Missão. No depoimento, que está no
processo criminal 1352/06, Cavalcanti conta que recebeu uma ligação em 14 de
maio, dois dias depois do início dos ataques, do seu chefe Emílio Françolim -
diretor do Departamento de Narcóticos, o Denarc -, convocando-o para a viagem.
Na ocasião, dezenas de policiais já haviam sido mortos em atentados.
A missão
do delegado era acompanhar a advogada Iracema Vasciaveo até o Presídio de
Presidente Bernardes. Os dois e mais o corregedor da Secretaria da
Administração Penitenciária, Antonio Ruiz Lopes, foram no avião da PM até
Presidente Prudente, onde se encontraram com o comandante da região, coronel Ailton
Brandão, e seguiram para o presídio.
00:00 /
00:00
Cavalcanti
contou que Ruiz Lopes e o diretor do Presídio de Presidente Bernardes, Luciano
Orlando, autorizaram que a advogada entrasse com celulares. Todos ficaram em
uma sala e Marcola foi levado por um agente penitenciário. Iracema então se
apresentou e começou a conversar com o chefe do PCC. Inicialmente, ela tentou
convencê-lo a falar ao celular com outro criminoso, que comandava os ataques -
o homem nunca foi identificado pela polícia.
Marcola
se recusou. Ele teria lamentado a morte tanto de policiais quanto de bandidos.
A advogada insistiu e, finalmente, o chefe do PCC aceitou a proposta. Como não
fala ao celular, ele pediu para chamar o preso Luis Henrique Fernandes, o LH,
que é de sua confiança.
Segundo
Cavalcanti, “LH foi trazido para a sala e Marcola disse que ele poderia falar
ao telefone e dar a mensagem da advogada; LH concordou, e a advogada entregou o
seu telefone, que já tinha um número previamente gravado na memória, para onde
LH ligou e conversou com uma pessoa desconhecida”.
O
delegado negou a proposta de qualquer acordo, mas disse que Marcola pediu que a
polícia respeitasse o direito dos presos, o que lhe foi garantido pelo comando
da PM. Cavalcanti ainda relatou que “supõe que o bloqueador de celular tenha
sido desligado”, pois LH fez algumas tentativas antes de completar a ligação.

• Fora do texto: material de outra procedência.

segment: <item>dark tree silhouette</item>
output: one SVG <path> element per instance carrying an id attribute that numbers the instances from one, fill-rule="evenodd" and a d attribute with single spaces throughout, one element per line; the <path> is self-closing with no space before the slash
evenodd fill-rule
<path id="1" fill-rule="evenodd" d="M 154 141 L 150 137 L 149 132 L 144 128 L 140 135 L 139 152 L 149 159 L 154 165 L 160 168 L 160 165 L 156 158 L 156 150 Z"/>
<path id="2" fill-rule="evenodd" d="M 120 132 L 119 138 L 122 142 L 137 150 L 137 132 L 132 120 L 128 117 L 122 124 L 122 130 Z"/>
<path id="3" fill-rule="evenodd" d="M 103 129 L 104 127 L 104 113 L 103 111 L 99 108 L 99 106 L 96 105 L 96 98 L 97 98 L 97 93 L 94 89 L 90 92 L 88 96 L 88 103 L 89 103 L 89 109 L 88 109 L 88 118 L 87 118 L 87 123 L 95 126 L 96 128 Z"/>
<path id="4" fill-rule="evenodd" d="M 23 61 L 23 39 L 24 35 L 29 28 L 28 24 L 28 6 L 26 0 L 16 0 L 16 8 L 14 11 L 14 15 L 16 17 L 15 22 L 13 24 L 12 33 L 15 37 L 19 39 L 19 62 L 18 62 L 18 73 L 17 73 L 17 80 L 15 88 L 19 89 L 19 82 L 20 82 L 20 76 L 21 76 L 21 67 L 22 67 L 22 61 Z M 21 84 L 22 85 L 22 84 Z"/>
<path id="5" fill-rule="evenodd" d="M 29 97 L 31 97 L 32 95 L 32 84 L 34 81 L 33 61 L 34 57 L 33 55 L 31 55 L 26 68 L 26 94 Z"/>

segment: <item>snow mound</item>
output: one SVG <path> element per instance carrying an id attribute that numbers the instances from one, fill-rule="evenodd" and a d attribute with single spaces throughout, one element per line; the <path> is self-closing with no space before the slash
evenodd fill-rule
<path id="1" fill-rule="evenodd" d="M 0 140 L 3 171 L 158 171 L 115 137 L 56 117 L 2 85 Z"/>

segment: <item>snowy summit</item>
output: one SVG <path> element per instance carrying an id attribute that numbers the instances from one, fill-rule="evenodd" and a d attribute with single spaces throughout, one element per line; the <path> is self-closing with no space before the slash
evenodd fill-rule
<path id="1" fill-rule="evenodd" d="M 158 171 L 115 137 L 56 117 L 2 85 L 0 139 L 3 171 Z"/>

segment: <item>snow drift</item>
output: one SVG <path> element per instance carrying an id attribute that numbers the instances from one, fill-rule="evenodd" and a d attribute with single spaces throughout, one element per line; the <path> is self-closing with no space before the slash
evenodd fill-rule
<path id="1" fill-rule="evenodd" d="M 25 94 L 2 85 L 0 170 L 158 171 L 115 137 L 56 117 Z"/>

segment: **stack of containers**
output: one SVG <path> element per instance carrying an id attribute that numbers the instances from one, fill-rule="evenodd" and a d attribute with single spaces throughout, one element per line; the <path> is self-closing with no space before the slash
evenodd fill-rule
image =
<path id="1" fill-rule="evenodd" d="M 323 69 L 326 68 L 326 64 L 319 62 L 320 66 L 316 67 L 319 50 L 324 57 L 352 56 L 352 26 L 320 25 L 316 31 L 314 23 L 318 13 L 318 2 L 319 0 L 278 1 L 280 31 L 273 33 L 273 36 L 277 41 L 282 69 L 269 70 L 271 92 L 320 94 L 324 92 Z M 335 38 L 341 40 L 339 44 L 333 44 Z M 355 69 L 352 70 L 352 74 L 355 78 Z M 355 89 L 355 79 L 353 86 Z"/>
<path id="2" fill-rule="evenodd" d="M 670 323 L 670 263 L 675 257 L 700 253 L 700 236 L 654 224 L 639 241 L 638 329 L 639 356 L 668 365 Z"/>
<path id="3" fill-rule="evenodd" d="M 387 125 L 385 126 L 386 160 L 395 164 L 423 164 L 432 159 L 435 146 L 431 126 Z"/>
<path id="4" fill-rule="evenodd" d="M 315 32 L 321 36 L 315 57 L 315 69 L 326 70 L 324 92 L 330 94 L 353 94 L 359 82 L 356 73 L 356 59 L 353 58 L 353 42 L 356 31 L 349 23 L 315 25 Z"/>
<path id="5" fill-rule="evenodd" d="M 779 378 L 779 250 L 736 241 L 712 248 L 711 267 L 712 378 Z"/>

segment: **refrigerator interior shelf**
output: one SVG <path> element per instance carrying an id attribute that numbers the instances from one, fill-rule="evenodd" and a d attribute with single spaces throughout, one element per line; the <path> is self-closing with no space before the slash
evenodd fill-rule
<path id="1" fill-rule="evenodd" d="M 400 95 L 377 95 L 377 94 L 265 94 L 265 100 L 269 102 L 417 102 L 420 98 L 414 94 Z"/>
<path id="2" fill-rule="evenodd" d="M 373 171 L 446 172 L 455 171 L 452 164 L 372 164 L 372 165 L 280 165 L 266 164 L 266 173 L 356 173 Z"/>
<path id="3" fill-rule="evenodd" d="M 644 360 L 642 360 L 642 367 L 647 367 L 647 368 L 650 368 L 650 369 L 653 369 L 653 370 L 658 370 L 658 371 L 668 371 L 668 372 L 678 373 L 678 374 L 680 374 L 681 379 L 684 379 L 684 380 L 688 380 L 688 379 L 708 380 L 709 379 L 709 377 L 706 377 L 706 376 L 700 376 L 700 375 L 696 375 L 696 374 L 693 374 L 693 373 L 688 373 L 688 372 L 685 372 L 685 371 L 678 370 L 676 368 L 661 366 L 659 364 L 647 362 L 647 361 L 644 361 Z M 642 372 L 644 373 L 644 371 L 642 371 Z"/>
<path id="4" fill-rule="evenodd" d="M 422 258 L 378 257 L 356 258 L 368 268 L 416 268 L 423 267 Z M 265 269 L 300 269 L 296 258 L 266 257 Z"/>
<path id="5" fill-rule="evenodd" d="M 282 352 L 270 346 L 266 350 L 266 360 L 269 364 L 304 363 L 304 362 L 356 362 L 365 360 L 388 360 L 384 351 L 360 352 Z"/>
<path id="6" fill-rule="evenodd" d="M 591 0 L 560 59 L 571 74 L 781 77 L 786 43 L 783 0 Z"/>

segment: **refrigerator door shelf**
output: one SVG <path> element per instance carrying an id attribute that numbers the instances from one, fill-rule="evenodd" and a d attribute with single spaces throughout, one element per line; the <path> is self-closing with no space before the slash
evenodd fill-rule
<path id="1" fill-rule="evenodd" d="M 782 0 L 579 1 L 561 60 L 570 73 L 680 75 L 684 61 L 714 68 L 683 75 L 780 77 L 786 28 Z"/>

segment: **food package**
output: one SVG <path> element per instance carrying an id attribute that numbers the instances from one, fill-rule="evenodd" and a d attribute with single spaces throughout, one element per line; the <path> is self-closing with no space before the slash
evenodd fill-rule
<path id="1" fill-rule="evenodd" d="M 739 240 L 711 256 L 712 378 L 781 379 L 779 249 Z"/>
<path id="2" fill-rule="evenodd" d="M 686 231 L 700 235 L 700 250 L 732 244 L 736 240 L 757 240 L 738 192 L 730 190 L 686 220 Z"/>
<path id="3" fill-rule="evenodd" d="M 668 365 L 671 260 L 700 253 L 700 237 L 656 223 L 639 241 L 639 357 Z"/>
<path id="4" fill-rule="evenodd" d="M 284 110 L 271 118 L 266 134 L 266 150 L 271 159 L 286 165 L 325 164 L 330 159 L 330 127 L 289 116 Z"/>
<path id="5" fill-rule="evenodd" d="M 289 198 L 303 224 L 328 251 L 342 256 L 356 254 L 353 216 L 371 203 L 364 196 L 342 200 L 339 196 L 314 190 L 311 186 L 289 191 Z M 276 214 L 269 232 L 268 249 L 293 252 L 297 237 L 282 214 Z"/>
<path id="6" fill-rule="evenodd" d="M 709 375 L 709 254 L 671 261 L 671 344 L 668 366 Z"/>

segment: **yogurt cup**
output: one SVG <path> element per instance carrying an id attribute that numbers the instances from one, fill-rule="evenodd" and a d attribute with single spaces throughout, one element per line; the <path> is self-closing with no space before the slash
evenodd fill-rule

Por fim, declarou que “no fim daquele dia e no dia seguinte os ataques
definitivamente pararam”. O policial não quis dar entrevista, mas confirmou as
declarações.
Celulares. A advogada Iracema Vasciaveo
confirmou os fatos narrados por Cavalcanti. Segundo ela, a situação estava
“fora de controle”. Ela contou que, quando recebeu a proposta dos bandidos,
levou ao conhecimento de colegas na Polícia Civil.
“Naquele
domingo (14 de maio de 2006), recebi um telefonema com uma ordem: que eu fosse
para o Campo de Marte, porque de lá seguiria para Presidente Bernardes.” Lá, a
advogada afirma que recebeu de um policial os celulares usados no presídio.
Ela
também rejeita a palavra “acordo”. Segundo Iracema, “havia uma chance para
encerrar os ataques, e tudo foi feito para que isso fosse possível”.